Top brokerages issued mixed but largely constructive views on HDFC Asset Management Company (HDFC AMC) after the fund house posted a steady performance for Q4FY25, supported by robust equity flows and treasury gains. While Jefferies, Kotak Institutional Equities, and Bernstein remain bullish, Morgan Stanley and HSBC flagged valuation concerns and potential earnings drag from upcoming ESOP-related costs.

Jefferies retained its Buy rating and raised the target price to ₹5,000, noting a 36% YoY growth in operating profit and a 18% YoY growth in PAT to ₹6.4 billion, driven by higher other income. The brokerage highlighted a 26% YoY growth in QAAUM, with equity assets rising 28% to form 64% of the total mix. It cautioned that new ESOP/PSU grants could impact FY26 earnings but maintained a strong medium-term outlook, projecting 14% operating profit CAGR (ex-ESOP) for FY25–28.

Kotak Institutional Equities also maintained a Buy rating with a target of ₹4,500, acknowledging slightly weaker core earnings (~35% YoY) due to lower revenue yields. However, it pointed out that PAT grew 18% YoY thanks to higher treasury gains. The brokerage found valuations still reasonable, supported by improving fund performance and stable operational metrics.

Morgan Stanley, however, remained cautious with an Equal-weight rating and a target price of ₹3,600. It stated that operating profit came in slightly below estimates, as it had assumed better yields based on daily direct TER trends. While investment income was materially higher, MS believes the valuation is full at current levels and chose to keep forecasts unchanged.

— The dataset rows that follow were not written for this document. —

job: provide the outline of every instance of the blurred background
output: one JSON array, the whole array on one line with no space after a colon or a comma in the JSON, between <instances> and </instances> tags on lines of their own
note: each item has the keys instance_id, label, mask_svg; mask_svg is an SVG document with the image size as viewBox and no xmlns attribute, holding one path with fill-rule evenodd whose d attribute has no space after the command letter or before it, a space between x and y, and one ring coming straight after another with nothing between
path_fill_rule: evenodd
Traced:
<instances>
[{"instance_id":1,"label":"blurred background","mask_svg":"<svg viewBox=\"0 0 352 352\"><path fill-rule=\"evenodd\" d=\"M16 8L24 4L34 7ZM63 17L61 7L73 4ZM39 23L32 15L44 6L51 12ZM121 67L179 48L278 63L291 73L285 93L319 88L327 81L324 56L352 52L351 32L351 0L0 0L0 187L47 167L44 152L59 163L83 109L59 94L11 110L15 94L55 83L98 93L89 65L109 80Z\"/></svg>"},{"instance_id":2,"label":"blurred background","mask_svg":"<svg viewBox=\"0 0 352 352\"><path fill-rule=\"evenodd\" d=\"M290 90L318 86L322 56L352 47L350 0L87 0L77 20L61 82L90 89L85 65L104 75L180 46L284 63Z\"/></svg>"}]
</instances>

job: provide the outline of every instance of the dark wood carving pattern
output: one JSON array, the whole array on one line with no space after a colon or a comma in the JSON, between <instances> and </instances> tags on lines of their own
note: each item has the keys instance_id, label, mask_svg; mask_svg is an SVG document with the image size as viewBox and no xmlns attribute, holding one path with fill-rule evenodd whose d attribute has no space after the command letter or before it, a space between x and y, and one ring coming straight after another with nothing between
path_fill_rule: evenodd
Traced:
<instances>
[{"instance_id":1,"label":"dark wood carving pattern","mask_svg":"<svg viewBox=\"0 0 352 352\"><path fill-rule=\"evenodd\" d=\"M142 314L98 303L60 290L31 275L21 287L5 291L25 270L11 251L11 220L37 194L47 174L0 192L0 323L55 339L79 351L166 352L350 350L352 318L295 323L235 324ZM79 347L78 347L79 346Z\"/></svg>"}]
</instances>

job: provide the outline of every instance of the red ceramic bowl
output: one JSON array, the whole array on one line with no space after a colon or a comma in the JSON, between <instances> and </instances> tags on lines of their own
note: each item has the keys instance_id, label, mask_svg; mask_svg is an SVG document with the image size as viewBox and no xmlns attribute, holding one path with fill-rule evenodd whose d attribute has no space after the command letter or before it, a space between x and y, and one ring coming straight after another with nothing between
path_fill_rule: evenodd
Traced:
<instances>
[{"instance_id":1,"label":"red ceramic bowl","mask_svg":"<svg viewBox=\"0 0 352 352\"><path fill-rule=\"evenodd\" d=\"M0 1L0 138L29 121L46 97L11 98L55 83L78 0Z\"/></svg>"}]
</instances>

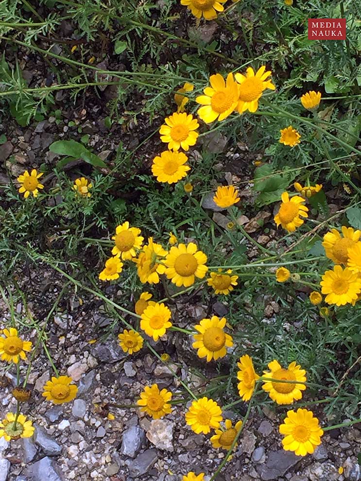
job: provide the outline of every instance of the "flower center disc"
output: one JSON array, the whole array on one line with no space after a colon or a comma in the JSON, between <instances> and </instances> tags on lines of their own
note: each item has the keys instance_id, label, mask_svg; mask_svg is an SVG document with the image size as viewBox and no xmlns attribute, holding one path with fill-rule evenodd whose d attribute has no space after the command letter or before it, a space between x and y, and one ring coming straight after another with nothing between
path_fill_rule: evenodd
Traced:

Bernstein maintained its Outperform call with a target price of ₹4,760, noting that while weaker markets led to sequential pressure on AuM and fees, management fee income grew 30% YoY, aided by bond market performance. Bernstein noted positively that HDFC AMC is seeking shareholder approval for a new ESOP plan, aimed at broader employee coverage and talent retention, a move it sees as structurally beneficial.

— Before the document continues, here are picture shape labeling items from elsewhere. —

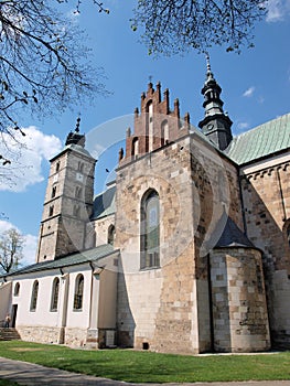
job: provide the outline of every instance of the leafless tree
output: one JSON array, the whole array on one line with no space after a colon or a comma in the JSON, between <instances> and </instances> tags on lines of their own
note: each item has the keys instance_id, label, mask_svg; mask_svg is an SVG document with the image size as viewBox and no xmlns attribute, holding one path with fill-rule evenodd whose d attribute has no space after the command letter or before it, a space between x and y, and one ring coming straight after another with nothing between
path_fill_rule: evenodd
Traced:
<instances>
[{"instance_id":1,"label":"leafless tree","mask_svg":"<svg viewBox=\"0 0 290 386\"><path fill-rule=\"evenodd\" d=\"M0 133L24 136L21 110L62 111L92 93L105 93L92 67L84 32L61 13L63 0L0 0ZM93 0L100 12L103 4ZM75 12L80 1L72 0ZM10 159L0 156L0 162Z\"/></svg>"},{"instance_id":2,"label":"leafless tree","mask_svg":"<svg viewBox=\"0 0 290 386\"><path fill-rule=\"evenodd\" d=\"M23 237L14 228L0 235L0 267L6 274L19 267L22 259L23 243Z\"/></svg>"},{"instance_id":3,"label":"leafless tree","mask_svg":"<svg viewBox=\"0 0 290 386\"><path fill-rule=\"evenodd\" d=\"M265 17L267 0L138 0L132 29L154 54L175 54L213 45L239 52L253 45L255 23Z\"/></svg>"}]
</instances>

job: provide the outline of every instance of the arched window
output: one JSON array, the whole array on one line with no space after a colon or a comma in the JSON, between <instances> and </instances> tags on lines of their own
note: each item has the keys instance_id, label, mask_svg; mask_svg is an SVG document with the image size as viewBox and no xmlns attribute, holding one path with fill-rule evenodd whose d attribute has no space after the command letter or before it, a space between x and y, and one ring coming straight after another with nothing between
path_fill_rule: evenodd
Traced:
<instances>
[{"instance_id":1,"label":"arched window","mask_svg":"<svg viewBox=\"0 0 290 386\"><path fill-rule=\"evenodd\" d=\"M77 163L77 170L79 171L79 173L83 173L84 172L84 163L78 161Z\"/></svg>"},{"instance_id":2,"label":"arched window","mask_svg":"<svg viewBox=\"0 0 290 386\"><path fill-rule=\"evenodd\" d=\"M82 197L83 190L80 186L75 187L75 197L80 199Z\"/></svg>"},{"instance_id":3,"label":"arched window","mask_svg":"<svg viewBox=\"0 0 290 386\"><path fill-rule=\"evenodd\" d=\"M146 122L146 151L153 150L153 104L150 100L146 107L147 122Z\"/></svg>"},{"instance_id":4,"label":"arched window","mask_svg":"<svg viewBox=\"0 0 290 386\"><path fill-rule=\"evenodd\" d=\"M84 276L77 275L75 280L74 311L82 311L84 296Z\"/></svg>"},{"instance_id":5,"label":"arched window","mask_svg":"<svg viewBox=\"0 0 290 386\"><path fill-rule=\"evenodd\" d=\"M36 310L37 294L39 294L39 281L35 280L33 282L33 287L32 287L30 311L35 311Z\"/></svg>"},{"instance_id":6,"label":"arched window","mask_svg":"<svg viewBox=\"0 0 290 386\"><path fill-rule=\"evenodd\" d=\"M169 141L169 124L168 120L163 120L161 124L161 146L167 144Z\"/></svg>"},{"instance_id":7,"label":"arched window","mask_svg":"<svg viewBox=\"0 0 290 386\"><path fill-rule=\"evenodd\" d=\"M17 283L15 283L15 287L14 287L14 297L18 297L18 296L19 296L19 290L20 290L20 283L17 282Z\"/></svg>"},{"instance_id":8,"label":"arched window","mask_svg":"<svg viewBox=\"0 0 290 386\"><path fill-rule=\"evenodd\" d=\"M54 210L54 206L51 205L49 208L49 216L53 216L53 210Z\"/></svg>"},{"instance_id":9,"label":"arched window","mask_svg":"<svg viewBox=\"0 0 290 386\"><path fill-rule=\"evenodd\" d=\"M138 138L136 137L132 141L132 156L138 156L139 152L139 141Z\"/></svg>"},{"instance_id":10,"label":"arched window","mask_svg":"<svg viewBox=\"0 0 290 386\"><path fill-rule=\"evenodd\" d=\"M288 224L288 227L286 228L286 235L287 235L288 244L290 247L290 222Z\"/></svg>"},{"instance_id":11,"label":"arched window","mask_svg":"<svg viewBox=\"0 0 290 386\"><path fill-rule=\"evenodd\" d=\"M51 311L54 311L54 312L57 311L58 293L60 293L60 279L54 278L52 283Z\"/></svg>"},{"instance_id":12,"label":"arched window","mask_svg":"<svg viewBox=\"0 0 290 386\"><path fill-rule=\"evenodd\" d=\"M53 186L52 189L52 199L54 199L56 195L56 186Z\"/></svg>"},{"instance_id":13,"label":"arched window","mask_svg":"<svg viewBox=\"0 0 290 386\"><path fill-rule=\"evenodd\" d=\"M160 266L159 222L159 195L155 191L150 190L141 201L141 269Z\"/></svg>"},{"instance_id":14,"label":"arched window","mask_svg":"<svg viewBox=\"0 0 290 386\"><path fill-rule=\"evenodd\" d=\"M114 245L115 239L115 226L110 225L108 228L108 244Z\"/></svg>"},{"instance_id":15,"label":"arched window","mask_svg":"<svg viewBox=\"0 0 290 386\"><path fill-rule=\"evenodd\" d=\"M80 213L80 207L79 207L79 205L74 205L73 215L74 215L75 217L79 217L79 213Z\"/></svg>"}]
</instances>

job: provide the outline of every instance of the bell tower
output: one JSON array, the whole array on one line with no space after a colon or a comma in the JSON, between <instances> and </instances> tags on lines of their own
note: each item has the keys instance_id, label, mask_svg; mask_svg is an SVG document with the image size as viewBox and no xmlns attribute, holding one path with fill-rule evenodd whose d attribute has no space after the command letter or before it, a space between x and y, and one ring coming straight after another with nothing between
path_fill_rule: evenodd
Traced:
<instances>
[{"instance_id":1,"label":"bell tower","mask_svg":"<svg viewBox=\"0 0 290 386\"><path fill-rule=\"evenodd\" d=\"M233 122L223 110L222 88L214 78L208 55L206 56L206 81L202 89L205 117L198 122L198 127L218 149L225 150L233 139L230 130Z\"/></svg>"},{"instance_id":2,"label":"bell tower","mask_svg":"<svg viewBox=\"0 0 290 386\"><path fill-rule=\"evenodd\" d=\"M96 160L85 150L79 121L65 147L51 160L36 261L84 249L86 224L93 210Z\"/></svg>"}]
</instances>

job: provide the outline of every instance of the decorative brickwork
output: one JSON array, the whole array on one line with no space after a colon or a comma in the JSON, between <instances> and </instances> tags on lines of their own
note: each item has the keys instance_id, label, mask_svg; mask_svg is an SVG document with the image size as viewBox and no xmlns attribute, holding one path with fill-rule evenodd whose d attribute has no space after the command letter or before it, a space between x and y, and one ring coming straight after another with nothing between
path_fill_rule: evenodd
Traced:
<instances>
[{"instance_id":1,"label":"decorative brickwork","mask_svg":"<svg viewBox=\"0 0 290 386\"><path fill-rule=\"evenodd\" d=\"M241 192L247 233L262 251L273 347L290 347L290 248L286 224L290 218L290 163L272 160L245 168Z\"/></svg>"}]
</instances>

HSBC, meanwhile, retained its Hold rating but raised the target to ₹4,100, stating that while core performance was in line, a PAT beat was driven by treasury gains. The firm noted HDFC AMC’s improving AUM market share, but said that volatile markets and higher ESOP expenses could mute EPS growth in the near term. It flagged current valuations as “punchy.”

At the time of the reports, HDFC AMC was trading at ₹4,200, implying varying degrees of upside potential depending on the brokerage stance.

Disclaimer: The above views are of the broker’s and not the author or the publication’s. Please make any and every investment decision after consulting your financial advisor.